The general idea of research is to stand on the shoulders of giants -- ie, build upon the past to make the future.

  1. Provide a clear statement of intent that is reducible to one short sentence.
  2. Be Specific (get narrow)
  3. define new terms on first use
  4. Say exactly what you mean and make it obvious
  5. Don't get "artsy" with your writing
  6. Think in terms of hierarchy
  7. Name each section and subsection as their own headers in the writing

Outline (Version 1) - Standard

This is the particularly strong way to write a research writing. I am outlining the general structure of what to write where each main point is not necessarily one paragraph per point.
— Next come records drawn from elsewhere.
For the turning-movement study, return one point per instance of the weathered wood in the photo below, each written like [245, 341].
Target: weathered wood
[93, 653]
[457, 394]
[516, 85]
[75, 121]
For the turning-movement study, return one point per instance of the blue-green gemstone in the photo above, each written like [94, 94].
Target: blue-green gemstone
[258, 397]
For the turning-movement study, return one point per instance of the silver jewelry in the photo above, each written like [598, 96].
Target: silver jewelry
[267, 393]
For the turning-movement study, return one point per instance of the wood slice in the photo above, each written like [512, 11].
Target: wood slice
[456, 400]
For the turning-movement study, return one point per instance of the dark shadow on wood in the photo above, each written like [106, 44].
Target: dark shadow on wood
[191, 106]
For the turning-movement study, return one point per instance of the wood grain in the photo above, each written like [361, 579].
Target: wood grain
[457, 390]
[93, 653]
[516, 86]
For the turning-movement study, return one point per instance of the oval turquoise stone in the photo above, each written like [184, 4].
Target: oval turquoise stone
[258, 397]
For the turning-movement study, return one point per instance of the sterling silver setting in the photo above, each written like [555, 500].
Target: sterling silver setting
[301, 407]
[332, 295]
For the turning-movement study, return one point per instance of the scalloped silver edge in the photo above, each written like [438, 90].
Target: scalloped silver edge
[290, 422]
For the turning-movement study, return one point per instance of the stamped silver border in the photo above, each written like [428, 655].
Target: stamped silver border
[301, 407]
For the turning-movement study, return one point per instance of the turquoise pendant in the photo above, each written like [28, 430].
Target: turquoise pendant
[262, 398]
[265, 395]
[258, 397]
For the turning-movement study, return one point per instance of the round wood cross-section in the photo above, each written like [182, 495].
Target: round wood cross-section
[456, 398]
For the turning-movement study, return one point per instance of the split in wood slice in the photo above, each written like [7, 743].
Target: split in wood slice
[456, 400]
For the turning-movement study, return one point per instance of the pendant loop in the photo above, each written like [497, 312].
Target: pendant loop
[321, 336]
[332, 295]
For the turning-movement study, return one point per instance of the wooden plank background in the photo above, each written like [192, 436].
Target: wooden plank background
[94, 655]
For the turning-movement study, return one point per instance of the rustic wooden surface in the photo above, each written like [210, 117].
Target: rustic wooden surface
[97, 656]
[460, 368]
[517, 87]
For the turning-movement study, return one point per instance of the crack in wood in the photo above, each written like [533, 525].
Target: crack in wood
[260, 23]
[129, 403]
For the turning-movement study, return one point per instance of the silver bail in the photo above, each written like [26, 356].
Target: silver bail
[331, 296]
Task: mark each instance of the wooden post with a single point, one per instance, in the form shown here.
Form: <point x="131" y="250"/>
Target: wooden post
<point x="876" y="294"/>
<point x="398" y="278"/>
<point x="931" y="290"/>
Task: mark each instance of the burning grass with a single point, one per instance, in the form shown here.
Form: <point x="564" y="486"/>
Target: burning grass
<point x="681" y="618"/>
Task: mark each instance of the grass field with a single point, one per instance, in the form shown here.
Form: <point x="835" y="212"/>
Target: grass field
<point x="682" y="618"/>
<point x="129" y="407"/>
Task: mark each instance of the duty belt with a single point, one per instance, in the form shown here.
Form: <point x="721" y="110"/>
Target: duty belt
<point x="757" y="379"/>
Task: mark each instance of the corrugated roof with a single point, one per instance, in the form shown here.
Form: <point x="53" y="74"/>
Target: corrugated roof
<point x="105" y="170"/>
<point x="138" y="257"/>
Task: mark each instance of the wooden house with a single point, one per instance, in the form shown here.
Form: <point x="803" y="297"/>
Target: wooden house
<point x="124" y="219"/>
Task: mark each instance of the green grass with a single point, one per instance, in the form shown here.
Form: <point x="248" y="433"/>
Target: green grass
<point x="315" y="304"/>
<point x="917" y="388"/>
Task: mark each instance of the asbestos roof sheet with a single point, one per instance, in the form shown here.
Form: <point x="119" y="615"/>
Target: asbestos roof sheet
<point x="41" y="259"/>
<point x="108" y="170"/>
Rather, the outline provides a template for how to write, but not the actual concrete writing.

Introduction

  • Thesis / Mission / Objective (1-2 sentences)
  • Outline the 3 sections and how they will add to the objective
  • Mention how you will prove your objective in the conclusion
  • You should have the general novel research stated in the intro and then use the rest of the document to flesh it out and to give examples.

Sections 1 and/or more

  • Objective in first 1-2 sentences
  • 2-3 examples of past research proves a point

Conclusion

  • Combine how the previous middle sections proved the thesis
  • Be explicit in how you have added to the discourse on the subject


Outline (Version 2) - Past, Present, Future

This type of outline works well for proposals to get grants and other gigs.

Past (Introduction)

  • Show the past and how it is great, etc.

Present (Topics)

  • Show how things are at present with specific examples.

Future (Conclusion)

  • Show how you want things to be, or how "they should be."


Related Works

  • How to write a good research paper by Simon Peyton Jones. A talk (slides and video) about how to write a good research paper, at the Technical University of Vienna in October 2004. At the same page there's also a paper "How to give a good research talk", its slides and video.